Kongre Bitti, Soru Bitmedi: CHP Kırşehir Halkının Umudu mu?
CHP Kırşehir İl Kongresi tamamlandı ama akıllarda tek bir soru kaldı: Seçilenler partiyi mi, kendilerini mi temsil ediyor?

Bugün yapılan CHP Kırşehir İl Kongresinde Baran Genç yeniden İl Başkanı seçildi, yeni yönetim de belirlendi. Hayırlı olsun, diyelim. Seçimin iyi mi kötü mü olduğunu söylemek bana düşmez ama insan ister istemez düşünüyor: Acaba bu seçilenler Kırşehir’deki seçmenin gönlünde yer ediyor mu? Halk bunları gerçekten istiyor mu, seviyor mu?
Kongre salonunda birileri çıkıp “şu olacak, bu olmayacak” dediğinde işler hemen bitiyor gibi.

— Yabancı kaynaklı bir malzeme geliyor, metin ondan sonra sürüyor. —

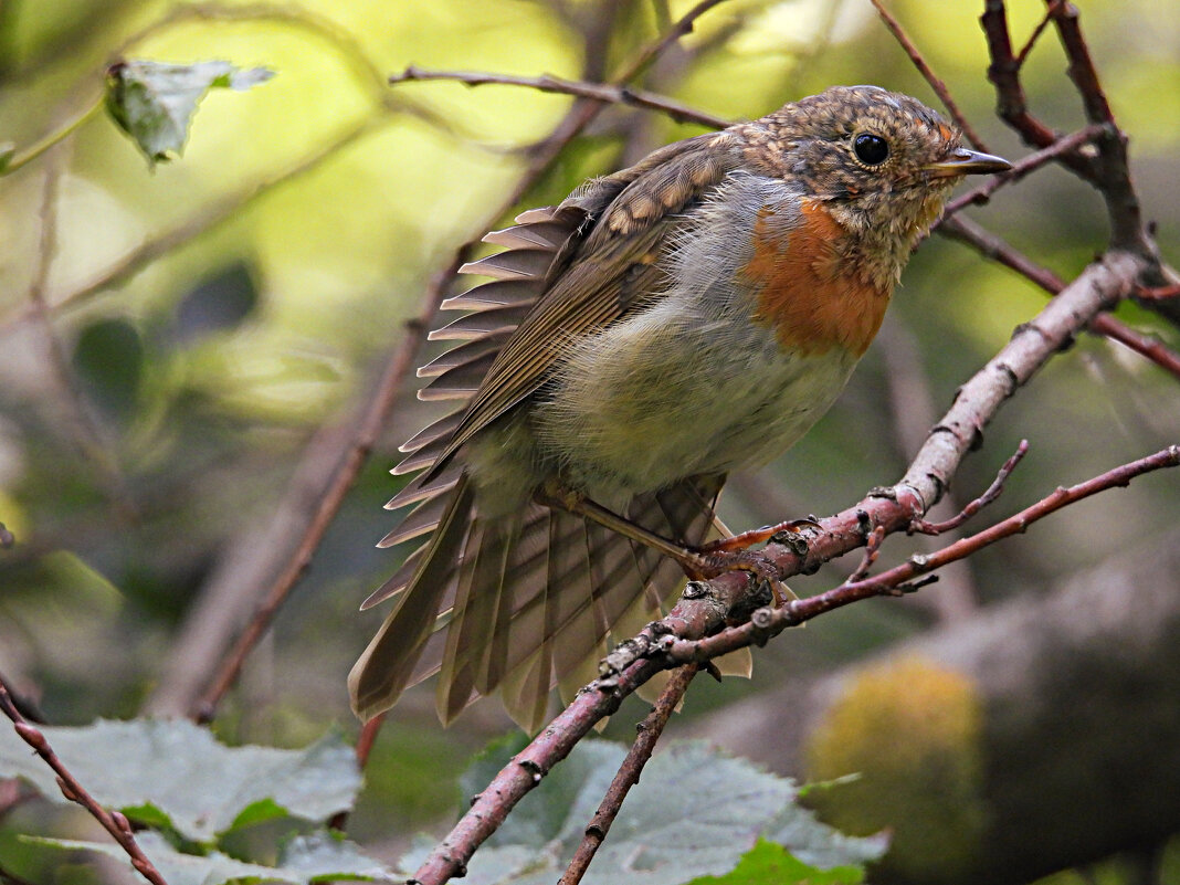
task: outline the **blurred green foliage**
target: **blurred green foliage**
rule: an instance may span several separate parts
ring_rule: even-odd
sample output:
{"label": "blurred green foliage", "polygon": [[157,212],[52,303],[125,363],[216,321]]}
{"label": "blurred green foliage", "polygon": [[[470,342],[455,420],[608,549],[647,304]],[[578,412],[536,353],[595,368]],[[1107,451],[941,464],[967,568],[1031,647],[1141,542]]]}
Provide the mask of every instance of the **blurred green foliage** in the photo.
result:
{"label": "blurred green foliage", "polygon": [[[1180,15],[1166,0],[1080,5],[1132,136],[1146,215],[1175,260]],[[192,628],[186,618],[204,612],[198,605],[227,575],[236,582],[230,596],[245,599],[228,620],[248,616],[290,556],[297,514],[315,504],[307,494],[287,500],[284,491],[315,472],[307,453],[323,450],[312,445],[316,434],[335,427],[347,435],[401,323],[418,310],[424,281],[459,244],[504,221],[490,214],[526,168],[529,148],[571,103],[510,86],[391,88],[385,77],[409,64],[609,74],[689,6],[0,4],[0,144],[11,142],[20,157],[80,122],[58,146],[0,177],[0,522],[18,542],[0,550],[0,671],[50,721],[130,716],[158,700]],[[991,113],[979,6],[890,4],[988,146],[1017,158],[1025,150]],[[1020,41],[1042,5],[1010,7]],[[584,31],[599,18],[605,35],[588,41]],[[277,76],[264,88],[210,93],[183,159],[150,170],[110,119],[86,117],[119,57],[218,59]],[[1047,32],[1024,81],[1037,113],[1070,131],[1082,117],[1063,67]],[[864,0],[723,4],[642,85],[736,118],[833,83],[878,83],[936,103]],[[697,131],[608,110],[525,202],[559,199],[586,176]],[[974,215],[1067,277],[1104,244],[1099,198],[1054,168]],[[48,304],[47,323],[37,319],[37,297]],[[912,454],[907,424],[924,409],[937,415],[1042,303],[1027,281],[932,238],[845,396],[780,464],[734,481],[727,522],[831,512],[896,479]],[[1120,316],[1172,335],[1146,312],[1123,307]],[[898,386],[887,368],[898,358],[929,392]],[[961,503],[988,485],[1021,437],[1032,448],[1008,484],[1004,512],[1174,440],[1180,411],[1160,405],[1173,401],[1171,384],[1113,345],[1080,341],[1005,407],[958,476]],[[380,510],[396,489],[386,468],[425,414],[408,393],[399,404],[310,572],[223,706],[216,728],[227,740],[291,746],[328,722],[355,727],[345,675],[380,617],[355,608],[398,565],[395,552],[372,549],[391,525]],[[970,592],[981,604],[1037,592],[1130,538],[1150,537],[1174,518],[1175,504],[1174,483],[1165,480],[1074,507],[1035,537],[972,558]],[[890,542],[883,560],[910,550]],[[795,589],[822,589],[851,568],[826,568]],[[785,637],[759,654],[752,682],[694,687],[688,715],[773,686],[782,669],[821,671],[910,635],[937,617],[930,597],[938,592],[853,607]],[[447,785],[466,753],[507,727],[484,703],[441,732],[430,691],[399,707],[354,820],[373,838],[389,838],[388,821],[396,821],[400,835],[384,846],[389,858],[451,807]],[[640,709],[632,704],[612,732],[629,732]],[[24,851],[11,833],[27,831],[17,818],[32,808],[59,834],[78,826],[37,802],[20,806],[0,819],[6,861]],[[53,871],[20,871],[37,881],[88,880],[59,861]]]}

Ama unutmamak gerekir ki, bunun arkasında bir genel seçim ve yerel seçim var. O zaman asıl mesele şu olacak: Bu isimler, bu kadro CHP’ye katkı mı sağlayacak, yoksa zarar mı verecek?
Keşke bu kongreden önce bir kamuoyu yoklaması yapılsaydı. Halkın nabzı tutulsaydı. Bu isimlerden partiye fayda gelir mi? diye bir sorulsa fena mı olurdu? Ama maalesef, bu işler genellikle kendi içlerinde olup bitiyor. Kendi aralarında alınıp satılıyor sanki. Bana göre bu, hakkaniyetten çok, birilerinin kendine zemin hazırlama çabası gibi duruyor.
Böyle olunca da insanların partilere olan bakış açıları değişiyor. Adalet duygusundan bahsediyoruz ya, hani o çok önemli dediğimiz adalet… Peki burada var mı gerçekten?
Bir zamanlar öğretmenler CHP il binasında oturur, partinin geleceği konusunda sohbet ederlerdi. Şimdi öğretmenevinde oturuyorlar. Neden acaba? Onları partiden uzaklaştıran neydi? Ne değişti?
Benim gözlemim şu: CHP artık bir sosyal demokrat parti gibi değil, kendi iç hesaplarıyla hareket eden bir yapıya dönüştü. Bu durum, özellikle ekonomik krizle boğuşan Türkiye’de, AKP’nin zemin kaybettiği bir dönemde, CHP’nin tam tersine fırsatı değerlendirememesine yol açıyor.
Eğer bir parti kendi içinde adalet ve liyakat ilkesini kaybederse, halkın gözünde de o ışığını yitirir. Siyasi anlayışın körelmesi dediğimiz şey belki de tam olarak budur.
Kırşehir halkı dürüstlüğü sever, samimiyeti sever. Umarım yeni yönetim bu gerçeği unutmadan, gerçekten halkın sesi olmaya çalışır. Çünkü artık kimse yukarıdan dayatılan isimleri değil, içten gelen samimi yüzleri görmek istiyor.